Women's action plan rich in rhetoric, thin on detail

"It's a bit rich for the Labour Government - in its fifth year - to only now be launching a a new strategy for 52% of the population," says National Party Social Services spokeswoman Katherine Rich.

"Helen Reddy sang 'I am woman, hear me roar', she'd never contemplate singing, 'I am woman, have a look at my women's strategy document' and expect to get the same powerful reaction.

"The PC plan is rife with rhetoric, and thin on detail. National says it is the best evidence yet that it is time to reconsider the role of the Ministry of Women's Affairs.

"In 1984, the Ministry was established with huge expectations that it hasn't met. David Lange said at the time '[The Ministry] must work the system. It must change the system. In the end it must challenge the system.'

"Annette King said it would be a place where 'women will be able to take their problems and have them dealt with'. Another Labour MP said it would act as a 'catalyst' in social equality, 'a voice to speak out against unnoticed discrimination against women'.

"If the Ministry is a catalyst, I can only conclude that its batteries are flat. Women didn't get the strong advocate they were promised. What we got was a silent, compliant, invisible bureaucracy whose advice is routinely ignored.

"If you surveyed women in the street and asked what the Ministry had said or done lately I doubt they'd be able to give you one example. Women deserve better representation.

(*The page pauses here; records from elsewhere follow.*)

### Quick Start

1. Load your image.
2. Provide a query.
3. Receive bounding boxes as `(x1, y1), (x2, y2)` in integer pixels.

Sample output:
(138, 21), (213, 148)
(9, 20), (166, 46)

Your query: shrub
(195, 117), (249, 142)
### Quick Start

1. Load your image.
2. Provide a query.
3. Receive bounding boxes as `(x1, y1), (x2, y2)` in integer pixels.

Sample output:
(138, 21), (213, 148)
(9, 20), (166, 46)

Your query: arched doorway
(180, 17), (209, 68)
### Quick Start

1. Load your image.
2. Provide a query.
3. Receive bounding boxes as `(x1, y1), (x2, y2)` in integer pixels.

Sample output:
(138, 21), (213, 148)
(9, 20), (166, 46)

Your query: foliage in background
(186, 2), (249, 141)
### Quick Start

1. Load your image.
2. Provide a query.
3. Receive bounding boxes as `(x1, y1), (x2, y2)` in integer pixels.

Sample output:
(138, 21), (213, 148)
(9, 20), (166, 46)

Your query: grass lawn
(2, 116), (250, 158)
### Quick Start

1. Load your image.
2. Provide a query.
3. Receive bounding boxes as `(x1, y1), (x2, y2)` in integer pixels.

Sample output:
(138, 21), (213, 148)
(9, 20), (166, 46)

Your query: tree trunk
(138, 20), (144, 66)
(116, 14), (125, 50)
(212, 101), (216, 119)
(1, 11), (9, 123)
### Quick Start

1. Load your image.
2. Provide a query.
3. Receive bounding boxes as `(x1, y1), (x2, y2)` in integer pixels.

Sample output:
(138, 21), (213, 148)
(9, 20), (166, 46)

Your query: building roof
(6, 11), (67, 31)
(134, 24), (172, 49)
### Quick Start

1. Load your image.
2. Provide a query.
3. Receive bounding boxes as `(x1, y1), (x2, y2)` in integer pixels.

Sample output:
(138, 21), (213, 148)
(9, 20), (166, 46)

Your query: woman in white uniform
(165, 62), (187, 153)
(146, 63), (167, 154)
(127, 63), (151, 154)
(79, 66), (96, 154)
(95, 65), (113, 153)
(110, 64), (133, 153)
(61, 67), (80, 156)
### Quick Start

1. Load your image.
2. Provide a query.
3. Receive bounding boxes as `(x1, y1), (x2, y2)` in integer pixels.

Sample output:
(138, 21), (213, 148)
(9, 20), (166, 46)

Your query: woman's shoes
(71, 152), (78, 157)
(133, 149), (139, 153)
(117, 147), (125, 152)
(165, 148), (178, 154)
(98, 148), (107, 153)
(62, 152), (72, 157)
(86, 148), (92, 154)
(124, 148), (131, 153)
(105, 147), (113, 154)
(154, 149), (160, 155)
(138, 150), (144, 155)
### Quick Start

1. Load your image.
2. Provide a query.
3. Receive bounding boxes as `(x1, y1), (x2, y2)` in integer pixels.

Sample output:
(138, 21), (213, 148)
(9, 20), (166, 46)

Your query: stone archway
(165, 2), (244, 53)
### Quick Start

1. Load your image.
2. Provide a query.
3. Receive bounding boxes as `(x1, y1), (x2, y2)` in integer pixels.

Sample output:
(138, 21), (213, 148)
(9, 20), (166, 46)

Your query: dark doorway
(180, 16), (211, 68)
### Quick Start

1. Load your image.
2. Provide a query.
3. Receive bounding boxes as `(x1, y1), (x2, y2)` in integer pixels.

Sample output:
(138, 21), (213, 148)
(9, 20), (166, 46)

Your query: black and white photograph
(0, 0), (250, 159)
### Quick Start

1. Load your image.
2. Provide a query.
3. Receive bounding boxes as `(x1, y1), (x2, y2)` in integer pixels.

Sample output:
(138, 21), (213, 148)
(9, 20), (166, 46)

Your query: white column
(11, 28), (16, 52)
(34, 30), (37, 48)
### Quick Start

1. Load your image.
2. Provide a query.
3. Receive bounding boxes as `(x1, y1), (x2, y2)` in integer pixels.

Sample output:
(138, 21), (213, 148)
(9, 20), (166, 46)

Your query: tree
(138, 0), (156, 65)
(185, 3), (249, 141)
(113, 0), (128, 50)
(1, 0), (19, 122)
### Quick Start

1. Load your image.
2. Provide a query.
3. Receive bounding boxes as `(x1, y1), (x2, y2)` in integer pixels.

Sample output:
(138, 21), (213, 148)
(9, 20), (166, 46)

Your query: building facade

"So-called 'women's issues' should not be ghettoized in an isolated, under-funded ministry which has a budget equal to just over $2 per annum for each New Zealand woman.

"The research component would be better handled by the Ministry of Social Development, which already has the policy expertise and carries out a huge range of research and policy advice.

"The all-important advocacy role, currently non-existent for individual women through the Ministry of Women's Affairs, would be better handled by the Human Rights Commission," says Mrs Rich.